D’ailleurs, celle-ci va très vite devenir un élément indispensable pour les éditeurs qui, en diversifiant leur activité, devaient rendre celle-ci la plus intelligible possible pour le public. La collection cumule donc plusieurs enjeux : tout d’abord, elle a permis la construction et la structuration des disciplines (histoire, sciences, médecine, littérature, etc.) 7 Elle a également une dimension idéologique : elle reflète les choix de l’éditeur à qui incombe la charge de composer des ensembles dont le critère d’unité peut varier (genre littéraire, goûts personnels de l’éditeur ou du directeur de collection, discipline, etc.). Évidemment, l’enjeu économique rentre également en ligne de compte : via la collection, le lecteur peut constituer sa propre bibliothèque qui reflète ses goûts.

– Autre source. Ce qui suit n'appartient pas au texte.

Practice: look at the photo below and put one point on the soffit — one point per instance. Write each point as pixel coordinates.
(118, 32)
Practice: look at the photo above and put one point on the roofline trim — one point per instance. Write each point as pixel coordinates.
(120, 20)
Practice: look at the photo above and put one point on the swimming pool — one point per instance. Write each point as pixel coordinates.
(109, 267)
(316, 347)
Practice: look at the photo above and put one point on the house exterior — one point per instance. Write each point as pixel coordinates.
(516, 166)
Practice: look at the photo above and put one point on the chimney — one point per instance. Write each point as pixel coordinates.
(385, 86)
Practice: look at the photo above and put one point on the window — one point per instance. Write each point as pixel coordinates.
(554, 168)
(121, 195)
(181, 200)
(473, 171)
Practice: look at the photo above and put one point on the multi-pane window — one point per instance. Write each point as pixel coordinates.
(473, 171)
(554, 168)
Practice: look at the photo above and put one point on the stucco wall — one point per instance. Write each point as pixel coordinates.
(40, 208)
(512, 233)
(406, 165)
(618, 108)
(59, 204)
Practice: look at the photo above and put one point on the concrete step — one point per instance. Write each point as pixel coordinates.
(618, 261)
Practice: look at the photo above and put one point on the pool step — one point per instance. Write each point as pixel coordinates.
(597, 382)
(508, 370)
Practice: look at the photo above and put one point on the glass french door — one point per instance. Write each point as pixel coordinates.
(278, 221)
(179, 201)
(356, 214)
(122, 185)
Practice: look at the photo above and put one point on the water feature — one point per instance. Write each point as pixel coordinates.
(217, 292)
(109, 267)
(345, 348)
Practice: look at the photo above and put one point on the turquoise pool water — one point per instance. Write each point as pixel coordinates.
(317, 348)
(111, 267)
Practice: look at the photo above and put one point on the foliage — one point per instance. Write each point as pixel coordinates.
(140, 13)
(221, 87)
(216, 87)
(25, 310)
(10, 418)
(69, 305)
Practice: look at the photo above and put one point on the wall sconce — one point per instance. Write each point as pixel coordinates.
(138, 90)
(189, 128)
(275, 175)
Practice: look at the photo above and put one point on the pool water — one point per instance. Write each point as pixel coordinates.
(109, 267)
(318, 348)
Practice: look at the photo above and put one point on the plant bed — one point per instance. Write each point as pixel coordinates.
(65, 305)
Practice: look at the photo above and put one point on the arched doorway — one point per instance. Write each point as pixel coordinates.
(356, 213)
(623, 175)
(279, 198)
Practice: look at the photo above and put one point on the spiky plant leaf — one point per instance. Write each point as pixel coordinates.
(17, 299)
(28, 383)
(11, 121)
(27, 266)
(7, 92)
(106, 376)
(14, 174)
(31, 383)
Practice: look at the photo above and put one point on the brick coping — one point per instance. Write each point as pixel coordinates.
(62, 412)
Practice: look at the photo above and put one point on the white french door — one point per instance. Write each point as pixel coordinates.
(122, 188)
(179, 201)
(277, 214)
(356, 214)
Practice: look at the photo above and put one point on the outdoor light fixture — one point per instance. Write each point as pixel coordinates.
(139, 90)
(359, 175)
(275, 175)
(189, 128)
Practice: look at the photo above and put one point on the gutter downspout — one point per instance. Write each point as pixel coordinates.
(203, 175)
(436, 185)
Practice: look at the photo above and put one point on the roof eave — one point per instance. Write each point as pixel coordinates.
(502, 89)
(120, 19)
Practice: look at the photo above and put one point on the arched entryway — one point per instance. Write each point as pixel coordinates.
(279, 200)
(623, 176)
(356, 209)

Cependant, le tableau n’est pas complet si l’on n’évoque pas les changements qui atteignent également la couverture du livre. À la fin du XVIII e siècle, le livre broché fait son apparition sur le marché : le procédé, rapide et peu coûteux se répand rapidement. Au départ, la couverture ne comporte que le titre de l’ouvrage. Puis, ce sont bientôt toutes les informations contenues sur la page de titre qui y figurent : nom de l’auteur, marque de l’éditeur, etc. Aussi, les ornementations s’ajoutent à la couverture, qui prend des couleurs avec la vogue romantique : jaune clair, rouge, vert, bleu, rose 13 . La couverture endosse dès lors un rôle publicitaire que les éditeurs ne manquent pas d’utiliser. Celle-ci doit retenir l’attention de l’acheteur et lui donner envie d’acquérir l’ouvrage. Les collections qui naissent à la fin des années 1830 fonctionnent de la même manière : « par la répétition, les couvertures familiarisent avec la collection en même temps qu’elles en facilitent le repérage » 14 . Ainsi, les éditeurs vont multiplier les collections et séries bon marché pour atteindre un public populaire. À partir des années 1880, les techniques d’impression s’améliorent et leur coût diminue de sorte que la couverture brochée bénéficie d’un nouvel habillage. S’inspirant du réalisme de la presse périodique populaire, les collections bon marché des grandes maisons d’édition se parent des couleurs criardes et affichent une certaine outrance dans leur présentation. La couverture devient alors le lieu de véritables enjeux publicitaires : les ouvrages populaires illustrés envahissent le marché qui baigne dans un certain marasme.